Sarà il 21 agosto e durerà 90 minuti, dall'Oregon fino alla North Carolina. Da New York sarà visibile in modo parziale

Il 21 agosto gli Stati Uniti resteranno al buio per qualche minuto: un'eclissi solare totale toccherà dodici stati, dall’Oregon alla South Carolina, in una fascia di quasi 120 chilometri, che sarà in ombra per tutta la durata del fenomeno astronomico. Il buio totale inizierà alle 10.15 del mattino in Oregon, ora locale, anche se già dalle 9 sarà possibile vedere la luna parzialmente davanti al sole, e finirà intorno alle 14.45 in South Carolina.

Dopo quasi cent’anni anni l’America ha una nuova eclissi solare su tutto il suo territorio, dalla costa Ovest a quella Est: l’ultima è avvenuta nel 1918. Eclissi di questo tipo sono infatti continue nelle zone dell’Antartico o del Pacifico del Sud, ma ciò che rende questo evento particolare è il fatto che interessi un intero Paese coast-to-coast. In Europa l’eclissi sarà solo parziale, così come alle Hawaii. Il buio totale inizierà vicino a Lincoln City, in Oregon. A Carbondale, nell’Illinois, l’eclissi durerà quasi due minuti e quaranta secondi, il periodo più lungo in ombra di tutti gli Stati Uniti. Ai bordi della fascia di buio totale, il fenomeno sarà comunque visibile in modo parziale.

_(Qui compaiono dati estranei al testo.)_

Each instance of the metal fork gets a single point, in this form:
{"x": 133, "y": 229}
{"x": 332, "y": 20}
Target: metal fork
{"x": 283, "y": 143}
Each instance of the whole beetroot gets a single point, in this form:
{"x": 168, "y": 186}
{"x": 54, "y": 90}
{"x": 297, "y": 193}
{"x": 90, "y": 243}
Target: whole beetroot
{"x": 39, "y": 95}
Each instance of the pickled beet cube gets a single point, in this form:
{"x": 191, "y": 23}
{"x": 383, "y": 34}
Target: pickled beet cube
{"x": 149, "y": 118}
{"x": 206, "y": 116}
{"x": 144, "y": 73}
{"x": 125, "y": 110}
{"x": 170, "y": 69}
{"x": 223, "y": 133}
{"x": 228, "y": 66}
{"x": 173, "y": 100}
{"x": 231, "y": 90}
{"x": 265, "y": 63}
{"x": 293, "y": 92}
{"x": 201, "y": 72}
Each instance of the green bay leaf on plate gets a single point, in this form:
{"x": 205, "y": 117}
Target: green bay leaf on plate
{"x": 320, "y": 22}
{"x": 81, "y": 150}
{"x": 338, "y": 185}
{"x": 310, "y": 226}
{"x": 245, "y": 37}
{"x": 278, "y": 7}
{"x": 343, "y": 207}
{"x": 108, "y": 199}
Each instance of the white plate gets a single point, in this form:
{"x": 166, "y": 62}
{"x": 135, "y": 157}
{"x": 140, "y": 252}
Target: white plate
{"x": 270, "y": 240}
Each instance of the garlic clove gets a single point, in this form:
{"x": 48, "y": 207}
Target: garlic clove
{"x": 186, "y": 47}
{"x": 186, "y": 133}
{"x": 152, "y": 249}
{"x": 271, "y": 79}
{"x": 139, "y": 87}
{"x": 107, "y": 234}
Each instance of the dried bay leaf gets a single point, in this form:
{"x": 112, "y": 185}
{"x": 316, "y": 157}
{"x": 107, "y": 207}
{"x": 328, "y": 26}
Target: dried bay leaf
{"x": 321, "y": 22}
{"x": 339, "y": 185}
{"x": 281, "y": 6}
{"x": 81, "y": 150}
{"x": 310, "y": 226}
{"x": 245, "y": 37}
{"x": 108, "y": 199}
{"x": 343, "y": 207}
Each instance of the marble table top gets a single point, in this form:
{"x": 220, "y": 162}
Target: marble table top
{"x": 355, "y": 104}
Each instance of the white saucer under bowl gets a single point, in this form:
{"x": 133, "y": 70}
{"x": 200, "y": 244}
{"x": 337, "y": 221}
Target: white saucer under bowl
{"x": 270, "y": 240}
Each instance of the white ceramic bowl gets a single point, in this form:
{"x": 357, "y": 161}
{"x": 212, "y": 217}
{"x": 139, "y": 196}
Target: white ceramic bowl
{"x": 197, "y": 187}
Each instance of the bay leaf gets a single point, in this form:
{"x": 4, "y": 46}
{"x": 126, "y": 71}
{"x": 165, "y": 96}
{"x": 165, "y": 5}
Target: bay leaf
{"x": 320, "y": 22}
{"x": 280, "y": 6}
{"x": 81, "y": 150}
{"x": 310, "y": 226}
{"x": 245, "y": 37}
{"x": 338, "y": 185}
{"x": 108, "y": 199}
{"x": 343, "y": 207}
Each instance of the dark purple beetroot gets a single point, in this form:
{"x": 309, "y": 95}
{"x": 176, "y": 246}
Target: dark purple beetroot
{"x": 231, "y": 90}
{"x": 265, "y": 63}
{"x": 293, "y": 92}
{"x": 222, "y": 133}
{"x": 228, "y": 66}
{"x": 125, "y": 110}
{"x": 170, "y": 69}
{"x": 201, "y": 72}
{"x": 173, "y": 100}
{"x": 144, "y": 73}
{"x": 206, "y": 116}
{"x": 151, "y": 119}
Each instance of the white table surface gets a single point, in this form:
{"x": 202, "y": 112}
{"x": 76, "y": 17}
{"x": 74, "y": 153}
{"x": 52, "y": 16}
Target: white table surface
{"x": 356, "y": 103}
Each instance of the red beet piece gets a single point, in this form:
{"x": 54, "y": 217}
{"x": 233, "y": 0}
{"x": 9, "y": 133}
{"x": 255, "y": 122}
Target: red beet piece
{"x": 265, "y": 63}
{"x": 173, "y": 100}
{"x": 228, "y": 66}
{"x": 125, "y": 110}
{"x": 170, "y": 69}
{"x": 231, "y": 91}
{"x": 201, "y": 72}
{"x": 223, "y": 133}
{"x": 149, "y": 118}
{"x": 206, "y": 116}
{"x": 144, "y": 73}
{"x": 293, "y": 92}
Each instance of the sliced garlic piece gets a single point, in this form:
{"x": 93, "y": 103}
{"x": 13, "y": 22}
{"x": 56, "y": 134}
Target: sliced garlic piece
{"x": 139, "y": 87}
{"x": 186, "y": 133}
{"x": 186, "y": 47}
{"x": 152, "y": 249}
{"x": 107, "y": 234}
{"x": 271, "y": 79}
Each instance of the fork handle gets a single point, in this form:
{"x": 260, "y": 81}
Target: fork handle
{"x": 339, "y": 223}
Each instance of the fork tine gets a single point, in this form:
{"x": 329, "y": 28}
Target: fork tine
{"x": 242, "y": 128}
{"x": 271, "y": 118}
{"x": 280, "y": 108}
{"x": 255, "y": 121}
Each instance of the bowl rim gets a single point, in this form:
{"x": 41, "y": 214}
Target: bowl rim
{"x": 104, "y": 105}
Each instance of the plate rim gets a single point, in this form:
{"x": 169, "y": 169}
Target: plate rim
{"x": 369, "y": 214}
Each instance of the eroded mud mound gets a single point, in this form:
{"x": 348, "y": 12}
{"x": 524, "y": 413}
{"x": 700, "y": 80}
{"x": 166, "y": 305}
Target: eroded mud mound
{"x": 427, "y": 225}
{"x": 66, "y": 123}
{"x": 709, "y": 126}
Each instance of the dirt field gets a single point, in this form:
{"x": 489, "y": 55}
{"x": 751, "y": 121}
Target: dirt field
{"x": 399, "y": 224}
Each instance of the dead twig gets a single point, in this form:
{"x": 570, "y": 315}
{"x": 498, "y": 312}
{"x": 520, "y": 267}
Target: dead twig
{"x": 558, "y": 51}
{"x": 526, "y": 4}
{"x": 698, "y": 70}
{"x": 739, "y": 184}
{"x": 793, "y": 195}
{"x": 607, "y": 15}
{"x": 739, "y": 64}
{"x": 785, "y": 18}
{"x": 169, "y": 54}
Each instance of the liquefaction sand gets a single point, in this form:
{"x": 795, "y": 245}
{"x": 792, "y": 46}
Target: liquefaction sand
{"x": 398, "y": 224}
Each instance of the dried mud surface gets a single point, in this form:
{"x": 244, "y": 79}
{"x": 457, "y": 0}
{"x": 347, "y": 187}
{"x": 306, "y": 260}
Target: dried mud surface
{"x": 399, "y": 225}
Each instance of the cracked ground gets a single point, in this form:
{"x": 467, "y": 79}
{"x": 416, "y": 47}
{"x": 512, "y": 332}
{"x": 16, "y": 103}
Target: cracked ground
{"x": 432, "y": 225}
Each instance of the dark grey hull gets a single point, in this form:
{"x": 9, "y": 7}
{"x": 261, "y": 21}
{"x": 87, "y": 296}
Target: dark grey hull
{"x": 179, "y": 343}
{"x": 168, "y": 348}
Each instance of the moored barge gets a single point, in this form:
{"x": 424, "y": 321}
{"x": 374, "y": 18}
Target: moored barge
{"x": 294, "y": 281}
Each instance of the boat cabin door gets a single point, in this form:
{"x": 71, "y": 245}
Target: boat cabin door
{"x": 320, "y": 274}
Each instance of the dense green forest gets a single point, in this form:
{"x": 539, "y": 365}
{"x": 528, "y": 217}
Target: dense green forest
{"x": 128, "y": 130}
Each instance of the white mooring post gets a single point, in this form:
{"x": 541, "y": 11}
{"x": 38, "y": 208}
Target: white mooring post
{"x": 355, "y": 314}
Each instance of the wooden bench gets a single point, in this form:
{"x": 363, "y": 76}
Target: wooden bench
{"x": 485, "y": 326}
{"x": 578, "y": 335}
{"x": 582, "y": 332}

Gli stati interessati dal buio totale sono Oregon, Idaho, Wyoming, Nebraska, Kansas, Missouri, Illinois, Kentucky, Tennessee, Georgia, North e South Carolina. Kansas City, Nashville e Salem saranno tra le città in ombra, mentre a Washington e New York City l’eclissi sarà visibile solo in modo parziale.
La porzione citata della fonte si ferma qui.